I live alone and always have done. Things I really enjoy that might help, something to look forward to?
Cooking what the fuck you want. Or not cooking and having cereal for tea
The bathroom is always clean, no random hairs in the sink or splashes on the floor
Nobody has ever eaten that last piece of cake/chocolate you were saving
Watch what I like on TV or dance in the kitchen to whatever music I like
Long baths
Decorating exactly how you want it
Starfish in the bed with nice clean bedding you chose

I can think of more!

Squeezyhug · 18/04/2022 09:46

Yeah he a cunt alright ... no asterisks needed !!

Be kind to yourself op

I left my cunt of a husband.
He refused to leave the house and it took me 2 years to get him out.
He left the house in a state and sauntered off with the money I bought him out with but boy it was worth it !!

I have found that thinking back to what happened and the injustice of it only stops me from moving forward.
What happened happened and it’s now onwards and upwards.

I hope you can do the same op.

Tulipsandviolets · 18/04/2022 11:14

He sound's vile. What a horrid speciman. You will get through this op be brave. Imagine living free of being hit and worried every time he loses his shit.

fuckoffImcounting · 18/04/2022 14:19

FlowersWell done for ridding yourself of this world class CUNT.

FlappyCats · 18/04/2022 15:33

How are you today SundayMondayHappyDayss?

Can you do something nice and healing for yourself today? A bubble bath? Or reading a magazine in peace?

We are still holding your hand

Sweepingeyelashes · 18/04/2022 15:44

You will be happy again. You won't be though if you go back to this hideous man who pulls out chunks of your hair. I mean if you had any idea what he was like before you got involved with him then you wouldn't have gone out with him, would you? Just feel sorry for the next woman who gets involved with him - it's not likely to go well for her, is it? Be grateful it is 3 years and not 13 years.

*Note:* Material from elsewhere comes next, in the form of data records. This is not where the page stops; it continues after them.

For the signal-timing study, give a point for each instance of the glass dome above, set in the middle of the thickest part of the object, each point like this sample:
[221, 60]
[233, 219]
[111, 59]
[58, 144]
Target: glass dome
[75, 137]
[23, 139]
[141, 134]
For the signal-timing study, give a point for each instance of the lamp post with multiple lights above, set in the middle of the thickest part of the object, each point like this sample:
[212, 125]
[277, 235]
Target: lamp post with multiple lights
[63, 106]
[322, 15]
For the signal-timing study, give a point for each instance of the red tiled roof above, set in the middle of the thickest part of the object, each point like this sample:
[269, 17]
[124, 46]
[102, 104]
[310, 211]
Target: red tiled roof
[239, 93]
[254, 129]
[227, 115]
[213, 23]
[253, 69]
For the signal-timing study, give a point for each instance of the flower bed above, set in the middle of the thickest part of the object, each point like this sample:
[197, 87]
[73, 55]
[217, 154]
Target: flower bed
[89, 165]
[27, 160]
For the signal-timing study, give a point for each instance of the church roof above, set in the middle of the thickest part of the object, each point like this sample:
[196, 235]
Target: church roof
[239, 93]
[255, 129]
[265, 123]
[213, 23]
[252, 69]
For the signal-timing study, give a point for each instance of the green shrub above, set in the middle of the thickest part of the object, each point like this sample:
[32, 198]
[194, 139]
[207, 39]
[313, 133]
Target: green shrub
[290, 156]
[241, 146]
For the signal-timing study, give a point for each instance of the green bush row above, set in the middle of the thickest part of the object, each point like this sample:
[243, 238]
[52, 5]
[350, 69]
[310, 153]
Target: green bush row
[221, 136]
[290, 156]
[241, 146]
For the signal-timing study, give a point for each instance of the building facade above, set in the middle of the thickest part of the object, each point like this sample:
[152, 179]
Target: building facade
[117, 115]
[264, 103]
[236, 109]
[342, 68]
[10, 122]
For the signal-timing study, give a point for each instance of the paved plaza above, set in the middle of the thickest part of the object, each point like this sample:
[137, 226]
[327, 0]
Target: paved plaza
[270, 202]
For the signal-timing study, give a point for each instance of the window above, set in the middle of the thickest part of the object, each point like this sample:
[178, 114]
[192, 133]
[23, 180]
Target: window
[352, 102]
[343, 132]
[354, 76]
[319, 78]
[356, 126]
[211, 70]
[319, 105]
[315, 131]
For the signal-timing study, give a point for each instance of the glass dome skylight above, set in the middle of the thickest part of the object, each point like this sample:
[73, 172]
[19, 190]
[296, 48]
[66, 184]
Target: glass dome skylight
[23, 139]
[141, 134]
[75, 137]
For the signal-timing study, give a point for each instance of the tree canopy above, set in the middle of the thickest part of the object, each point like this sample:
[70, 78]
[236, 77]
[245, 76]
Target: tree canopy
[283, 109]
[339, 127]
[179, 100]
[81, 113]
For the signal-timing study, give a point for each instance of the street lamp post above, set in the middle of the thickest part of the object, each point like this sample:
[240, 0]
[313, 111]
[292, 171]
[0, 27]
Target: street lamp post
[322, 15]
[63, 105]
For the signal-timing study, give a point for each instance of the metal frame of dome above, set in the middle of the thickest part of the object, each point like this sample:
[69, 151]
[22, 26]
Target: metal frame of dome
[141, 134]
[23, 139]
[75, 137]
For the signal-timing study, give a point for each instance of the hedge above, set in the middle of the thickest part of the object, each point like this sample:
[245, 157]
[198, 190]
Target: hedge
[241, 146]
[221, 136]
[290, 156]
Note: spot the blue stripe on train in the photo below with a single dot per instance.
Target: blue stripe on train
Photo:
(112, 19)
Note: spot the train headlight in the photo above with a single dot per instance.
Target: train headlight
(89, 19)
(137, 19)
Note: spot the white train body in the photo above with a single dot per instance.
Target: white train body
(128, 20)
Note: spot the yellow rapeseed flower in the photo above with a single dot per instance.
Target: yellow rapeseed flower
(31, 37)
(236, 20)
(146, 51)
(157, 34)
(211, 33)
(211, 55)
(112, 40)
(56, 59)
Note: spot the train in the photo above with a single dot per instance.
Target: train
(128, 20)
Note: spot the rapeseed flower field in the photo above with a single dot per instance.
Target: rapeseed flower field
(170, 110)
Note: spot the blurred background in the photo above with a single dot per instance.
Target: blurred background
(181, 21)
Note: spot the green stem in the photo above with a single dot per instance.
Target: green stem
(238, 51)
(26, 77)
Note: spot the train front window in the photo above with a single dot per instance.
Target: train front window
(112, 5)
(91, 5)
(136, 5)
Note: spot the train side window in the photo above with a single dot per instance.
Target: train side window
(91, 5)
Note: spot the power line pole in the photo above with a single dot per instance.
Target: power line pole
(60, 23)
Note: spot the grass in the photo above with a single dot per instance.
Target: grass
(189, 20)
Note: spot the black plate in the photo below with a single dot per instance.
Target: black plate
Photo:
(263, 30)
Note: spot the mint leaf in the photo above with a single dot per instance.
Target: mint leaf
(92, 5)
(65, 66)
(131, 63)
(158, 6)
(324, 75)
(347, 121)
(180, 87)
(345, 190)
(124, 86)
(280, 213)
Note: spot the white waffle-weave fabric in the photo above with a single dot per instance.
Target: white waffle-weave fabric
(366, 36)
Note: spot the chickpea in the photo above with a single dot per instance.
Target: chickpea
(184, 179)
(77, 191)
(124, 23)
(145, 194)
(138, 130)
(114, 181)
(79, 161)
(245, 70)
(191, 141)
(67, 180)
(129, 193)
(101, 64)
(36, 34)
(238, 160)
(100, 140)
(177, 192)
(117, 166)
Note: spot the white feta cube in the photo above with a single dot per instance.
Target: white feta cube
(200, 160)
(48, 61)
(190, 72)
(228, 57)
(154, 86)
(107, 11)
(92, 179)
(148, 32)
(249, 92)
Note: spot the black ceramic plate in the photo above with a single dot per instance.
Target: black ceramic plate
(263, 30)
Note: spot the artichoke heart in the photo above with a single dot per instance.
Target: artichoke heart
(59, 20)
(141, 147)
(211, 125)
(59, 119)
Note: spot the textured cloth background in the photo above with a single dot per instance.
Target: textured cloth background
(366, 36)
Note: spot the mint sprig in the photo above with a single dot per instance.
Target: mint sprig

Charlotte0284 · 18/04/2022 15:53

You're a stronger woman than you realise and you will come out of the other side even stronger.

You can do this!

MarshmallowSwede · 18/04/2022 15:56

You did great leaving this piece of shit! You should be proud you got yourself and your children out of this situation.

Unforgettablefire · 18/04/2022 16:09

@MrOllivander

I live alone and always have done. Things I really enjoy that might help, something to look forward to? Cooking what the fuck you want. Or not cooking and having cereal for tea The bathroom is always clean, no random hairs in the sink or splashes on the floor Nobody has ever eaten that last piece of cake/chocolate you were saving Watch what I like on TV or dance in the kitchen to whatever music I like Long baths Decorating exactly how you want it Starfish in the bed with nice clean bedding you chose

I can think of more!

Me too, couldn’t live with a man again I’m 55 and past all that caper.

OP here’s a massive hug from me and a pat on the back. Keep reminding yourself why you’re doing this he sounds horrendous. Yes it’s hard at first you’ll miss him like mad but it’s more habit than anything, he’s making you miserable and brings nothing good to your life. One day you’ll hate him and you’ll think to yourself “what was I thinking” I promise you. 💐
Please stay strong and don’t go back you’re worth more than that.